Bu durum Türkiye açısından büyük bir tehdit… Zira Türkiye Rakka için ön almazsa, DEAŞ sonrası boşluğun farklı ve daha tehlikeli bir terör örgütü tarafından doldurulacağını düşünüyor. ABD ve Batı tarafından gündeme getirilen “Rakka operasyonu SDG ile yürütülüyor, Rakka kurtarıldıktan sonra YPG unsurları şehirden çekilecek” argümanları ise Türkiye açısından inandırıcı değil.

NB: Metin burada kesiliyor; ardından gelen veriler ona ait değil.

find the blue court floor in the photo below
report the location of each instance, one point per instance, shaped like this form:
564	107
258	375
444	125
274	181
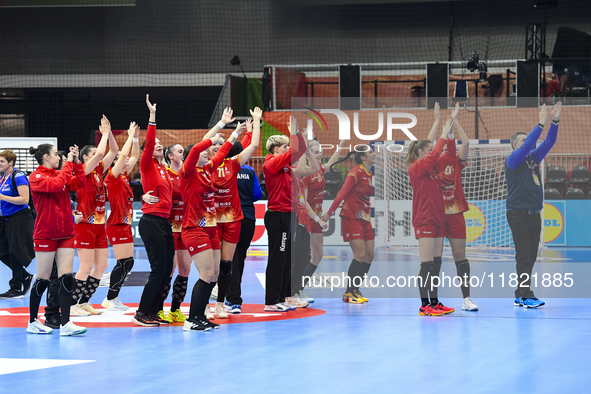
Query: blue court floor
383	346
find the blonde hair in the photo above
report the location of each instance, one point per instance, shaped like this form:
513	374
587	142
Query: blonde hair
413	150
275	141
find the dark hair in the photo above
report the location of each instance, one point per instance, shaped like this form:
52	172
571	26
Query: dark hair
235	150
10	156
62	154
84	152
187	151
413	150
40	151
358	156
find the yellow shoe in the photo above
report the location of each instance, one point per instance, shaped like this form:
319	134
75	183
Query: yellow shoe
351	299
88	308
177	316
163	316
358	294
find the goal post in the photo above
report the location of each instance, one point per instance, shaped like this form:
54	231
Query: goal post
484	185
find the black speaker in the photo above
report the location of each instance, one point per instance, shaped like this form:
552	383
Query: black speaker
437	85
350	87
528	80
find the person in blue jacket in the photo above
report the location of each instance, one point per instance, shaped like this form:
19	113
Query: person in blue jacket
525	199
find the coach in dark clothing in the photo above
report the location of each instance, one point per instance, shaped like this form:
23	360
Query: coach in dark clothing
525	199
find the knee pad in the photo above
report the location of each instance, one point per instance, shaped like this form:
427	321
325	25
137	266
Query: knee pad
225	268
66	284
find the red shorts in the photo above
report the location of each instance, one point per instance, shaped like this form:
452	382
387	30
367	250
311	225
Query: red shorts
455	226
119	234
429	231
50	245
198	239
178	242
229	232
91	236
356	229
316	229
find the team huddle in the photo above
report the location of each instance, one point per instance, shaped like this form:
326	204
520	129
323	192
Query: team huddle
198	208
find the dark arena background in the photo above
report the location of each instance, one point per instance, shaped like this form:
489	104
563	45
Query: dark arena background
65	63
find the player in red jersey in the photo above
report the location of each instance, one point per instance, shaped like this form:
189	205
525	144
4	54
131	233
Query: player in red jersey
356	221
119	222
199	224
227	202
428	215
91	235
449	171
54	231
315	185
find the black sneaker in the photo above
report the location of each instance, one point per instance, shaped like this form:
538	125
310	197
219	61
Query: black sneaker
144	320
27	284
11	294
197	325
52	322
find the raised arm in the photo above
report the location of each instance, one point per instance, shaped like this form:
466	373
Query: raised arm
435	126
135	149
541	151
257	114
518	155
120	163
105	129
226	118
112	153
150	144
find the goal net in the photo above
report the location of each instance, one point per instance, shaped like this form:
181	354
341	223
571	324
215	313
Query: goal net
484	185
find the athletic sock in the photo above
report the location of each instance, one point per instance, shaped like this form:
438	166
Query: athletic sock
179	290
78	290
352	273
308	272
36	292
89	289
224	279
463	269
199	298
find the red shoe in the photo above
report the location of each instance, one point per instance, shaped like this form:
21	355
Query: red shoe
428	310
443	309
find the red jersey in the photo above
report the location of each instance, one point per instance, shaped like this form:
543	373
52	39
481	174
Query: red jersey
178	206
427	201
277	171
449	171
49	188
197	186
356	191
315	184
227	200
120	198
155	178
92	199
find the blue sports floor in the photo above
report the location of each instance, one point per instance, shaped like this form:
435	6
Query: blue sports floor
380	346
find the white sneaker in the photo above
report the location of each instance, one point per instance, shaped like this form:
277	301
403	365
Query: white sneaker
469	305
296	301
280	307
115	304
220	310
208	313
71	329
305	297
214	293
75	310
88	308
38	328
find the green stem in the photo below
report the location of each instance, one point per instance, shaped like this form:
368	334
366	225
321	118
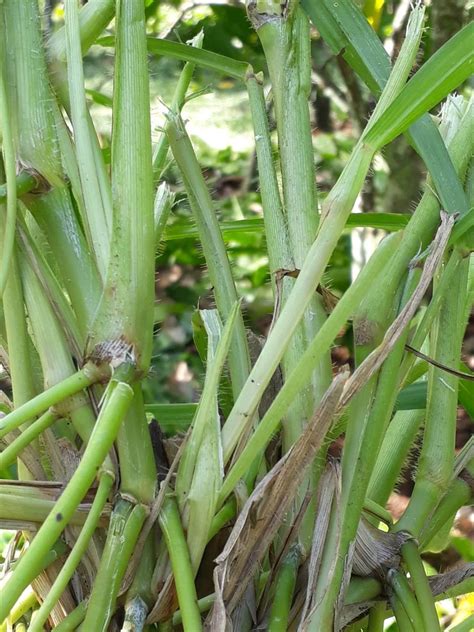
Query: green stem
37	144
161	148
11	452
125	526
10	171
51	397
421	586
93	18
136	612
435	466
338	205
100	442
126	311
19	344
54	594
376	618
18	504
396	445
303	371
98	223
137	463
74	619
432	310
77	269
401	616
25	182
222	517
204	604
284	590
170	523
213	246
402	590
458	494
163	203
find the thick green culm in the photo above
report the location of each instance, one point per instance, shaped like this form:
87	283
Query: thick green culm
231	326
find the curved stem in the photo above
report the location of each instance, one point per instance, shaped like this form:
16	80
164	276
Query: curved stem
421	586
101	440
10	453
284	590
404	593
170	523
80	546
51	397
10	172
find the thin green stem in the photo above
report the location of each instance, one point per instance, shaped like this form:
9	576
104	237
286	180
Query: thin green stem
422	589
74	619
19	504
93	18
19	344
376	618
160	151
170	523
164	200
125	526
402	590
204	58
77	270
213	245
284	590
436	461
432	310
303	371
458	494
12	451
98	227
137	463
101	440
222	517
25	182
401	616
89	374
126	310
54	594
204	604
338	205
10	172
396	445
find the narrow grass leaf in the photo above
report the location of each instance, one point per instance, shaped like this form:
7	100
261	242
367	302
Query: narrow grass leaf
207	408
206	59
443	72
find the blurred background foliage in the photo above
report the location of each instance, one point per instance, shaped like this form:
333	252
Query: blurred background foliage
219	124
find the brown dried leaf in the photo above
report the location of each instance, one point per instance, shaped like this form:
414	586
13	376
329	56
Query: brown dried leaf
373	362
264	511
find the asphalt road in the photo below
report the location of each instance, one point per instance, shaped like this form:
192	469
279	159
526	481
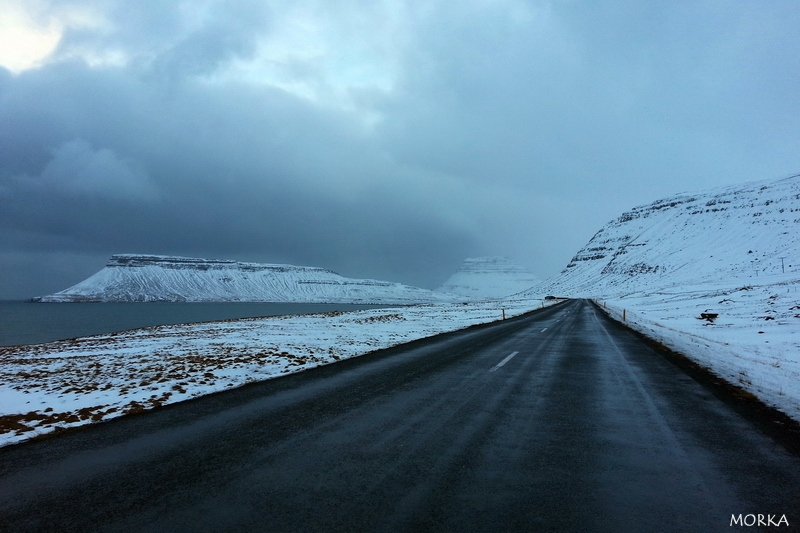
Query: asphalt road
556	421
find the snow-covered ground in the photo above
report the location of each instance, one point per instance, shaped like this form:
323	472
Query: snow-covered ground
46	387
753	343
734	251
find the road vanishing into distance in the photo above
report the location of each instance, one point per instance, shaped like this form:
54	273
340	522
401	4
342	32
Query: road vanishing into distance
559	420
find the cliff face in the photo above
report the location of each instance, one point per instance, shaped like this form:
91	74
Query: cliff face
731	233
489	277
148	278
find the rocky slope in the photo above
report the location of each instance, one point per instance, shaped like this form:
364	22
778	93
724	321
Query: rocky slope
146	278
489	277
734	233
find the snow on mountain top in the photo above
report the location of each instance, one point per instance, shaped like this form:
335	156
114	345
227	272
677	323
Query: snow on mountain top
145	278
732	251
733	233
489	277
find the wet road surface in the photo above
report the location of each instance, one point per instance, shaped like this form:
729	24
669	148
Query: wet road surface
560	420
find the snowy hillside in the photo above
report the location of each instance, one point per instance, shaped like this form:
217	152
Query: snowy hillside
489	277
145	278
732	252
734	233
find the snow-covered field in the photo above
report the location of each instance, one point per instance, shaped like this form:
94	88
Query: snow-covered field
753	343
46	387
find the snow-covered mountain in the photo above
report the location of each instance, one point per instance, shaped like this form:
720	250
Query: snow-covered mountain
489	277
733	233
146	278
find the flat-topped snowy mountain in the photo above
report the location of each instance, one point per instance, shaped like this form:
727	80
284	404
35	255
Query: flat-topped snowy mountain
150	278
733	233
489	277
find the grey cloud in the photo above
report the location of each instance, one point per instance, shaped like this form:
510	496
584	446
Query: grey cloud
510	128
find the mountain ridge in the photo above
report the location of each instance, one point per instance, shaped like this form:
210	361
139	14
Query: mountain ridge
151	278
488	277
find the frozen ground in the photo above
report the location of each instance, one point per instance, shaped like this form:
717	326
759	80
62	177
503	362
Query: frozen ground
47	387
753	343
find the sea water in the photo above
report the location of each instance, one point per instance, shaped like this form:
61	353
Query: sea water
35	322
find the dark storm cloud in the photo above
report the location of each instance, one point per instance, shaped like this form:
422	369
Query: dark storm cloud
385	140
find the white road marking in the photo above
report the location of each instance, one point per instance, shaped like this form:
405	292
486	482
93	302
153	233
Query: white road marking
504	361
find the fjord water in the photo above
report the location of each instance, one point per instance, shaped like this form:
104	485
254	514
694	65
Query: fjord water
32	323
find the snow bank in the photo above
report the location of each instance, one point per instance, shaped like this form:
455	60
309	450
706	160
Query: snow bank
64	384
753	343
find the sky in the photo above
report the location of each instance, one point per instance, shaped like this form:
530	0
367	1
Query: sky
383	139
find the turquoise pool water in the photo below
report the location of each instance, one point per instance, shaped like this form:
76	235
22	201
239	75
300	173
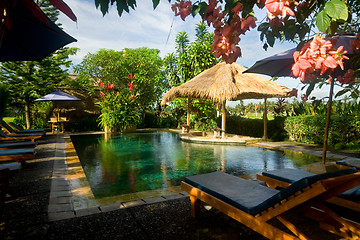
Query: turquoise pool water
136	162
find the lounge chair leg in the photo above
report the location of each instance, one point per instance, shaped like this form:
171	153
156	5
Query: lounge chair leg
195	206
292	228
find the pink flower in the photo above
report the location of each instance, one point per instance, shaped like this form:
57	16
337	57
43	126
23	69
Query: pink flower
109	86
131	76
131	85
183	9
293	92
304	98
347	78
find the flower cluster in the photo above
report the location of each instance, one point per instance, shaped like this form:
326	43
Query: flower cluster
317	54
279	7
182	8
355	44
108	87
226	35
293	92
131	85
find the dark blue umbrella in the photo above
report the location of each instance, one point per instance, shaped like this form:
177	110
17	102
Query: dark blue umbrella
28	37
57	96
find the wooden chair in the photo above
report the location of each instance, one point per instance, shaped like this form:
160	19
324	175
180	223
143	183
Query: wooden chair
18	155
349	162
254	205
5	174
283	178
19	137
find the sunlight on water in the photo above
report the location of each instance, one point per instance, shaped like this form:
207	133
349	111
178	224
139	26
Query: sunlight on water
135	162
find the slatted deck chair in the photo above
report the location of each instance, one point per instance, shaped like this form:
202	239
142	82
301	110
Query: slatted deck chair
18	155
9	130
285	177
19	137
16	145
254	205
349	162
5	174
20	128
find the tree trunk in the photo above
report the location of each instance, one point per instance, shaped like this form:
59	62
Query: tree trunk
27	115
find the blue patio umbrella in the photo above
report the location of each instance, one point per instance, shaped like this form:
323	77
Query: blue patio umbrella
26	36
57	96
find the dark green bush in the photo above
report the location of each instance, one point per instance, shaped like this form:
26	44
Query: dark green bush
255	127
344	130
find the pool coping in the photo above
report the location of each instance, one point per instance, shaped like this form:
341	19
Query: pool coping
61	203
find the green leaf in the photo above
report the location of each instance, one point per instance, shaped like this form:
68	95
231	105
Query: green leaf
323	21
336	9
310	88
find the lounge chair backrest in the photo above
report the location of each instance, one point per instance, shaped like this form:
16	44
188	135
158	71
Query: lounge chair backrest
7	127
307	181
2	134
18	127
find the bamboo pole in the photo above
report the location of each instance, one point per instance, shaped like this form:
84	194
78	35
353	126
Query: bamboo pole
265	119
328	120
223	120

Arap karakteri ağır basan Münbiç ve Tel Abyad’da da aynı argümanlar dile getirilmiş, ancak YPG çekilmeyi reddetmişti. Hatta Tel Abyad ve çevresinde hem Araplar hem de Türkmenler zorunlu göçe maruz bırakılmıştı.
300 Amerikan askeri YPG için savaşıyor
10 Aralık 2016'da Obama yönetiminin Savunma Bakanı Ash Carter, YPG'nin Rakka operasyonuna destek vermek amacıyla özel kuvvetlere mensup 200 askerin daha Suriye'ye gönderileceğini ilan etti. Böylece SDG saflarında savaşan Amerikan askeri sayısı 300'e çıktı.
DEAŞ, Şii camilerini yıktı
DEAŞ, Rakka'yı 2013 yılında kuşattı ve kenti 13 Ocak 2014'te tümüyle ele geçirdi. Akabinde şehir Suriye, Rus, Amerikan ve diğer ülkelerin uçakları tarafından defalarca bombalandı. Bu arada DEAŞ, kentte Şiilere ait Veysel Karani Camii'ni yerle bir etti.